I may be older and wiser but I don't know the answer to these questions. Maybe Socrates could answer my question with a question so we would find the answer together. Who knows. All I know is that life just slipped by so fast. One moment I was 16 and leaving home. Next moment here I am, suddenly more than twice that age, and back on the West Coast. The one thing I must say that makes me pleased about this particular birthday is that it marks the fourth year in a row living in California. Had I turned 33 still stuck back East it would be unhappy birthday to me instead. California is home for many reasons apart from the obvious. Long before I was even 16 my gut just knew that my 30's and beyond would be spent loving living in California. If I was still domiciled in the place where I existed for over a decade before moving to California, a spot on Earth that never felt like home, this day would have been exclusively bitter instead of bittersweet. For 33 to coincide with another year living where I feel physically and spiritually home, softens the sucker punch from Father Time. My point is, if birthdays are a benchmark to measure how far you have come in life, does having certain things necessarily indicate that you have used your time on Earth so far as well as you could have? Certainly this is something to ponder, yet pondering can quickly turn into navel-gazing, and I refuse to waste time doing that.

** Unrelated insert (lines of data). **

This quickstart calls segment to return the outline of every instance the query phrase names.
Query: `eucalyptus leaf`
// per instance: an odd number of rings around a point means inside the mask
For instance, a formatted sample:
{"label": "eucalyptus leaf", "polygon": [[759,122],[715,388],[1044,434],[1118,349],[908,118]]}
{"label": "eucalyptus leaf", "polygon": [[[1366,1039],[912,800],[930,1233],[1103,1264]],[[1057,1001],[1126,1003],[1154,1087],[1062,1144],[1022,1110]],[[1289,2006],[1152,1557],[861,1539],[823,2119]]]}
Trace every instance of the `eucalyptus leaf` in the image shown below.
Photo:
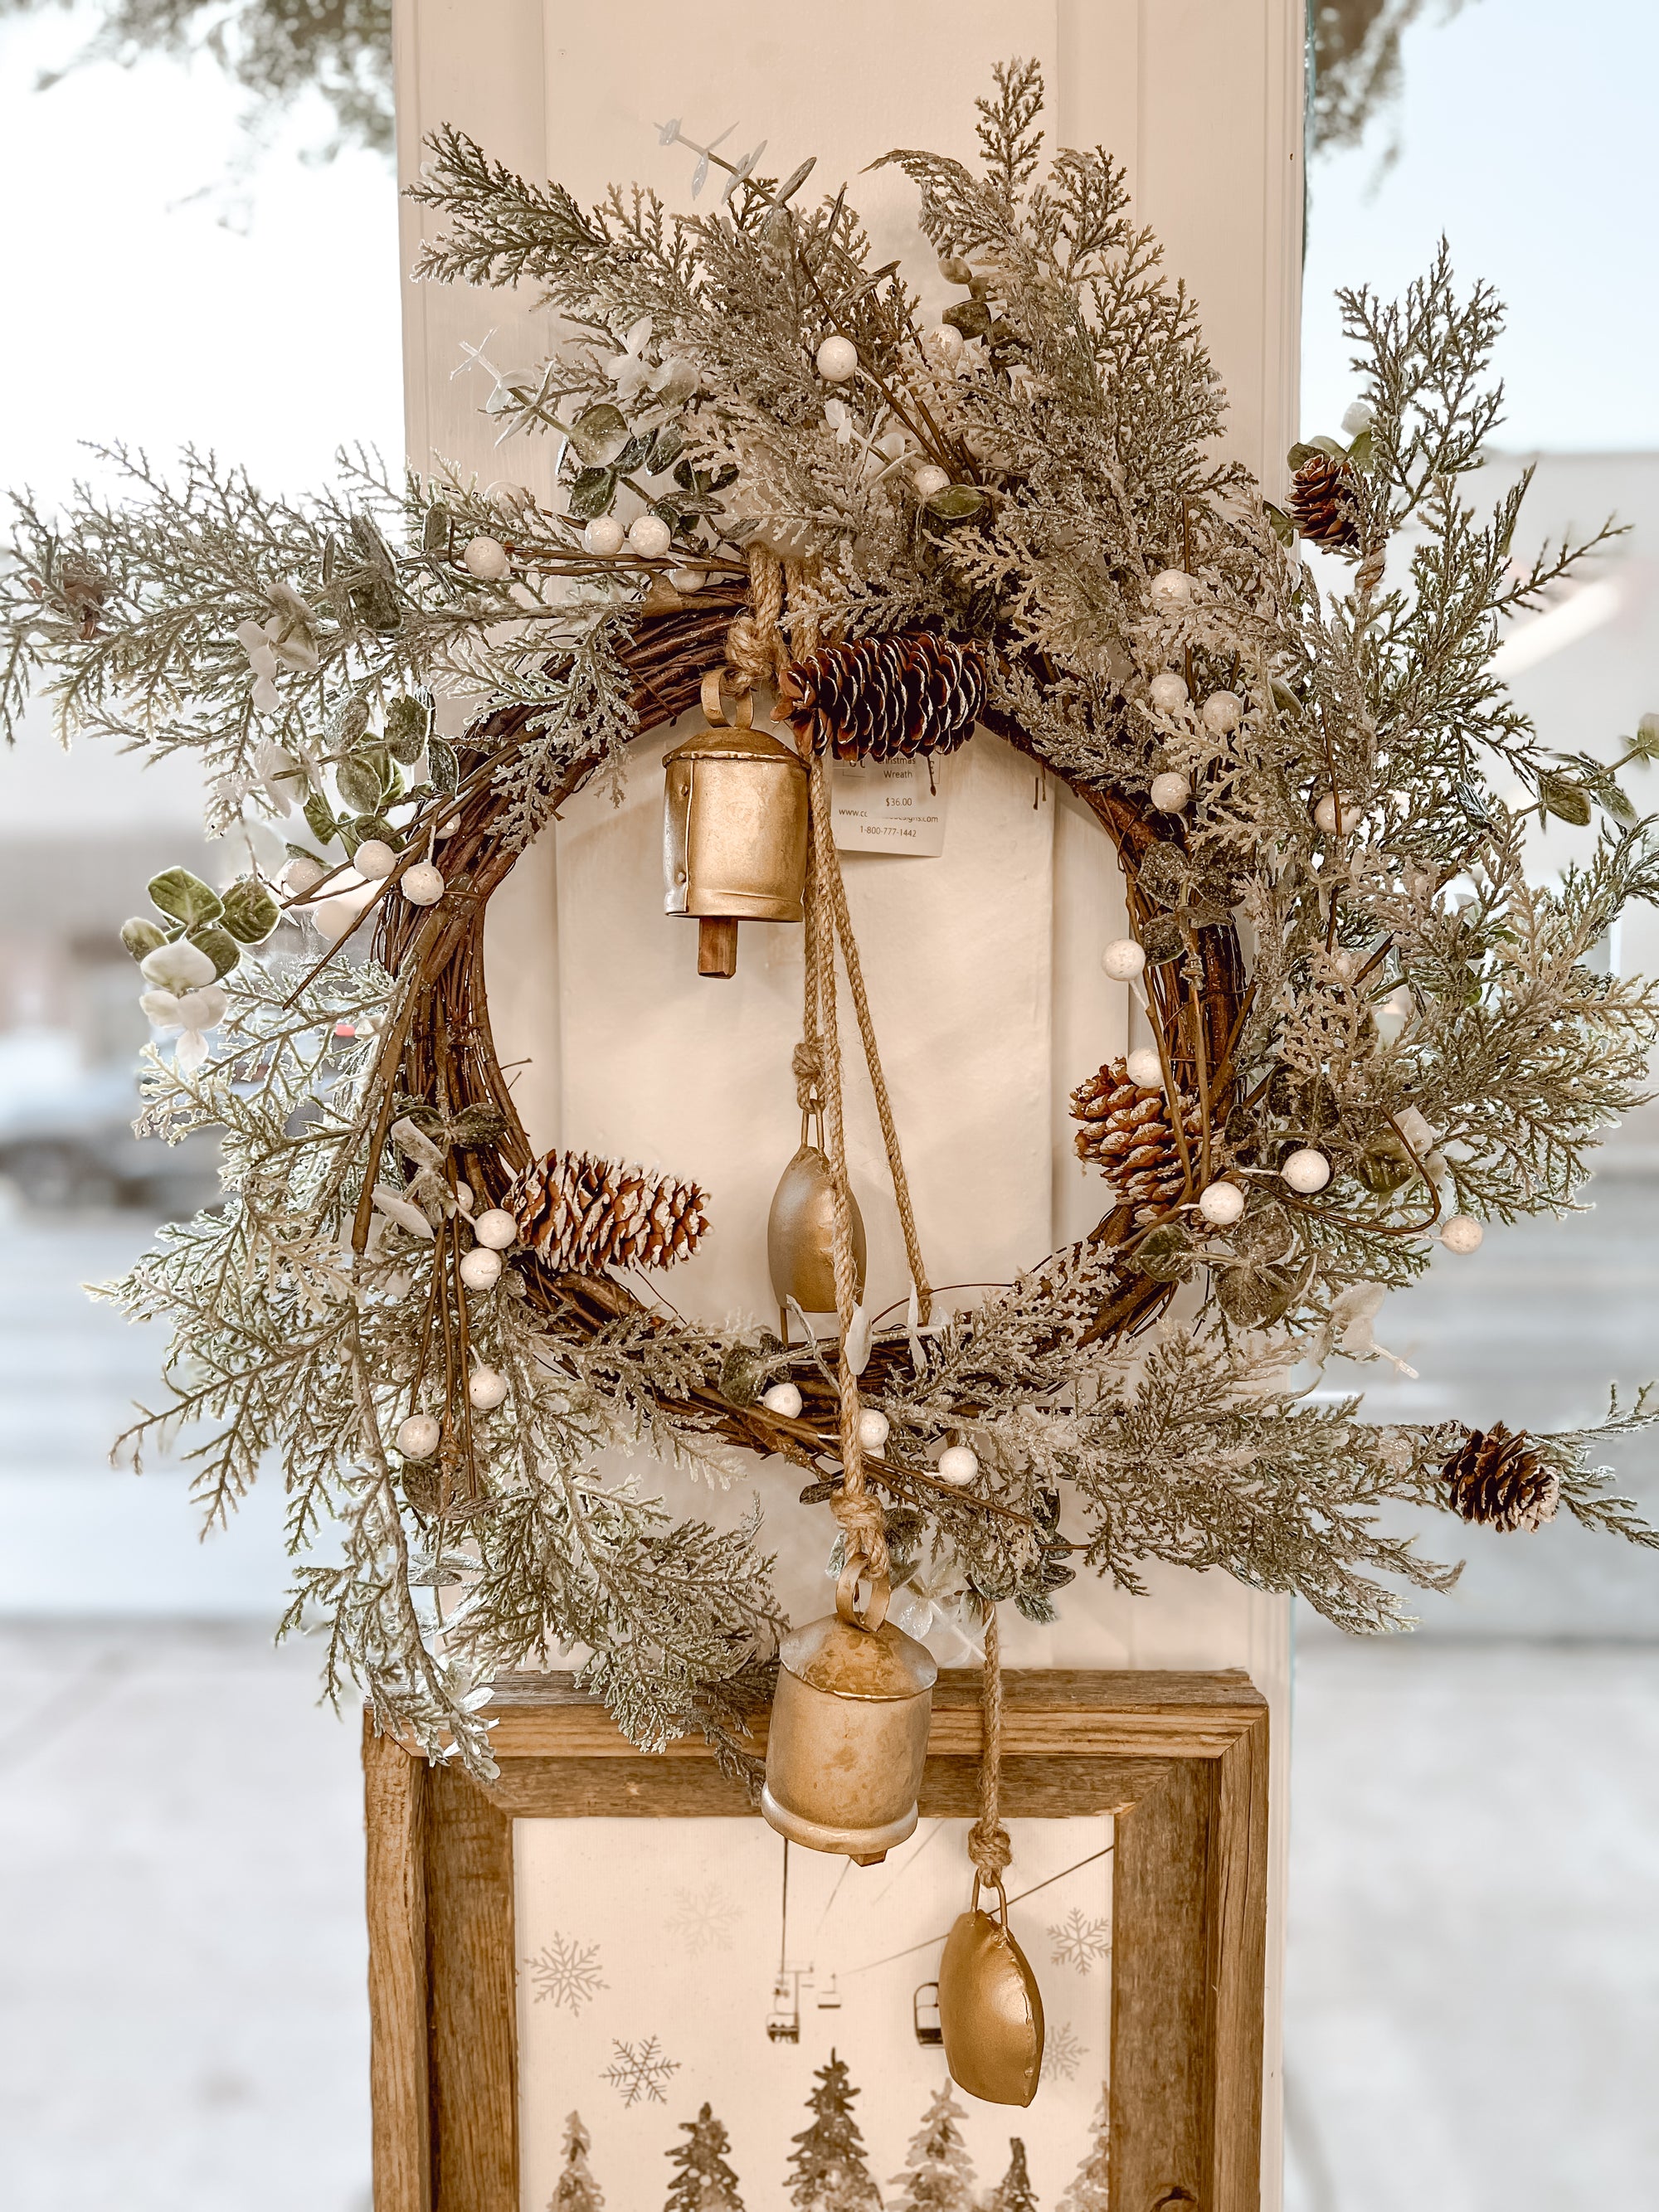
{"label": "eucalyptus leaf", "polygon": [[449,509],[439,500],[426,511],[426,520],[421,526],[421,550],[434,560],[441,560],[449,550]]}
{"label": "eucalyptus leaf", "polygon": [[619,477],[631,477],[635,469],[643,468],[651,451],[649,435],[632,437],[611,464]]}
{"label": "eucalyptus leaf", "polygon": [[1571,776],[1558,775],[1553,769],[1546,769],[1538,779],[1538,796],[1547,814],[1571,822],[1577,830],[1589,827],[1589,793]]}
{"label": "eucalyptus leaf", "polygon": [[584,469],[570,486],[568,512],[573,522],[592,522],[609,514],[617,496],[615,469]]}
{"label": "eucalyptus leaf", "polygon": [[588,469],[609,468],[625,451],[629,434],[628,417],[608,399],[584,408],[569,433],[576,458]]}
{"label": "eucalyptus leaf", "polygon": [[[1296,525],[1291,520],[1290,516],[1285,514],[1282,507],[1275,507],[1270,499],[1263,500],[1261,503],[1267,510],[1267,520],[1272,526],[1273,536],[1281,545],[1294,545]],[[1273,686],[1275,691],[1279,688],[1277,684]]]}
{"label": "eucalyptus leaf", "polygon": [[276,900],[252,876],[239,876],[225,893],[220,920],[239,945],[263,945],[282,918]]}
{"label": "eucalyptus leaf", "polygon": [[135,960],[146,953],[159,952],[167,941],[166,930],[157,927],[148,915],[136,914],[131,921],[121,924],[121,942]]}
{"label": "eucalyptus leaf", "polygon": [[945,310],[945,320],[953,331],[960,331],[965,338],[984,338],[991,335],[991,310],[983,300],[958,300],[954,307]]}
{"label": "eucalyptus leaf", "polygon": [[[374,750],[378,751],[379,748]],[[343,760],[335,769],[334,781],[341,800],[354,814],[380,812],[380,794],[386,788],[385,779],[380,773],[380,761],[385,757],[383,753],[380,759],[375,759],[369,752],[353,753],[349,760]]]}
{"label": "eucalyptus leaf", "polygon": [[684,451],[685,433],[679,424],[678,422],[663,423],[651,441],[651,455],[646,463],[646,474],[651,477],[660,476],[665,469],[673,467]]}
{"label": "eucalyptus leaf", "polygon": [[1310,461],[1317,460],[1318,458],[1319,447],[1317,446],[1304,445],[1302,441],[1298,439],[1296,444],[1291,447],[1290,452],[1285,454],[1285,463],[1287,468],[1300,469],[1305,468]]}
{"label": "eucalyptus leaf", "polygon": [[1659,760],[1659,714],[1643,715],[1630,749],[1643,760]]}
{"label": "eucalyptus leaf", "polygon": [[343,745],[355,745],[368,727],[368,702],[348,699],[335,715],[330,728]]}
{"label": "eucalyptus leaf", "polygon": [[956,530],[964,522],[976,522],[989,503],[972,484],[946,484],[927,501],[926,512],[928,520],[941,529]]}
{"label": "eucalyptus leaf", "polygon": [[213,963],[216,976],[228,975],[242,957],[241,946],[230,932],[221,929],[217,922],[206,922],[199,929],[187,931],[186,934],[191,943],[198,951],[205,952]]}
{"label": "eucalyptus leaf", "polygon": [[432,716],[424,701],[405,691],[386,710],[386,749],[395,761],[413,768],[426,750]]}
{"label": "eucalyptus leaf", "polygon": [[426,765],[434,791],[441,791],[446,797],[453,797],[460,789],[461,763],[454,746],[447,738],[432,738],[428,740]]}
{"label": "eucalyptus leaf", "polygon": [[1165,1222],[1141,1238],[1129,1264],[1155,1283],[1184,1282],[1194,1264],[1192,1240],[1173,1221]]}
{"label": "eucalyptus leaf", "polygon": [[331,845],[340,834],[340,825],[334,819],[334,809],[319,793],[313,792],[301,811],[306,817],[306,827],[319,845]]}
{"label": "eucalyptus leaf", "polygon": [[161,911],[186,929],[212,921],[222,906],[219,894],[188,868],[167,868],[149,880],[149,895]]}
{"label": "eucalyptus leaf", "polygon": [[1348,459],[1357,469],[1368,469],[1371,465],[1371,433],[1362,430],[1348,448]]}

People asked me if I had any goals or intentions for this new year of life. The answer is no. I don't know why. I used to write down life objectives each birthday up until two years ago. Why I stopped is unknown to me. With time and life such fleeting experiences I guess I just wanted to simply live in the moment as much as possible. Being useful and productive is still really important. But getting older can force you to make it a priority to enjoy the here and now.
Reflections on turning 33 would not be an honest self-examination without addressing the innately female question posed to me by my mother as she wished me a Happy Birthday. Mom didn't ask if I was going to start thinking seriously about finding someone and making her a grandchild or two. She has always been more modern in that regard. Mom asked me where the time went. Her statement was more of an afterthought but I couldn't help but ask myself: why aren't I somewhere else by now? Meaning: wasn't I supposed to be married already, have a child or two, own a summer cottage in Lake Tahoe, or anything else associated with this life stage that I am definitely in now. Our value as a person does not equal the balance sheet for the assets in our personal investment portfolio. Yet as much as there are second acts in life and California in particular is the land reinvention, time does run out. The clock will stop one day. If you don't have the things that matter most to most people by a ccertain deadline, you never will.